MY ONE-MAN campaign to draw the public’s attention to the plain silly and sometimes downright bonkers language used to report on Six Nations rugby union matches has to go on.
When I saw a headline in a national newspaper this week which said “Cultural revolutionaries able to rewrite the script” I thought it was some kind of editorial glitch which had resulted in a piece of arts commentary finding its way onto the sports pages.
I quickly realised I was wrong, and it was another disturbing example of “Twickersitis”, a strange and irresistible compulsion which causes otherwise normal and balanced journalists to write hyperbolic waffle about tedious rugby matches.
The symptoms follow a clear and well established pattern. First, a journalist watches a Six Nations rugby match, Second, he manifests no obvious signs of any loosening of his grip on reality until he opens his laptop.
Next, he then begins to write a feverish report of the game which bears no resemblance to what happened on the field.

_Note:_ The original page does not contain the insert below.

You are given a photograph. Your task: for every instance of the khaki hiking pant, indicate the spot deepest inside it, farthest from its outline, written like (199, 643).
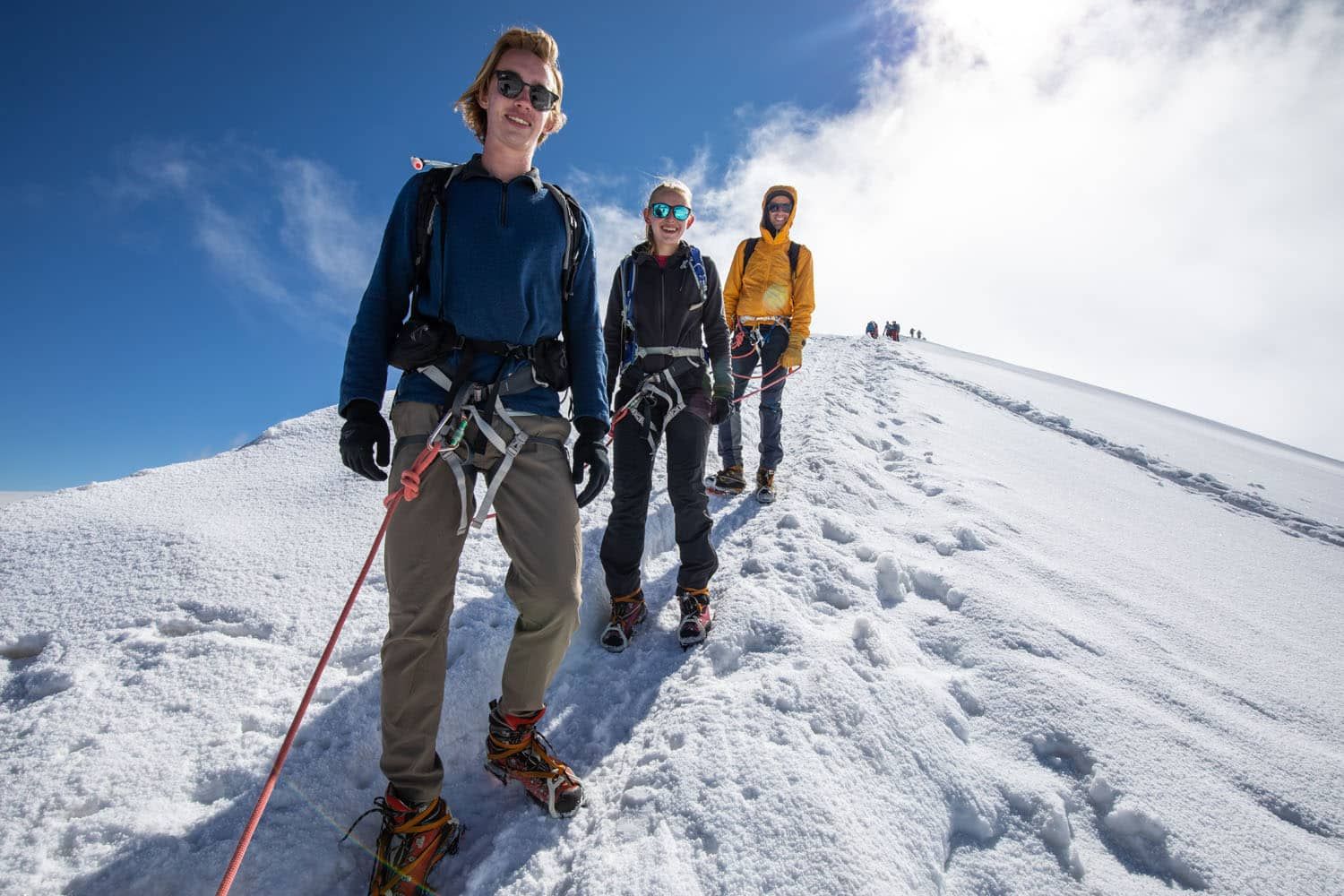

He then goes into a frenzy of exaggeration during which he insists on emptying the contents of Roget’s Thesaurus into his article, leaving no overblown phrase or inappropriate metaphor unused. Fifth, he then goes into what students of this trauma sometimes called “Terminal Twickersitis” (or the TTs for short) during which he loses all self-respect and is often unable, for prolonged periods, to distinguish fast, open exciting games from unwatchable dross.
Most of the reporting of the England-France and Scotland-Ireland games of last weekend demonstrated remarkably high levels of the TTs.
The gap between what one saw on the field and what was subsequently reported in the papers was not a question of subtly-nuanced interpretation, but was rather like reading a review of a restaurant which promised culinary delights of breathtaking quality when you know that the best dish on the menu was last night’s tripe.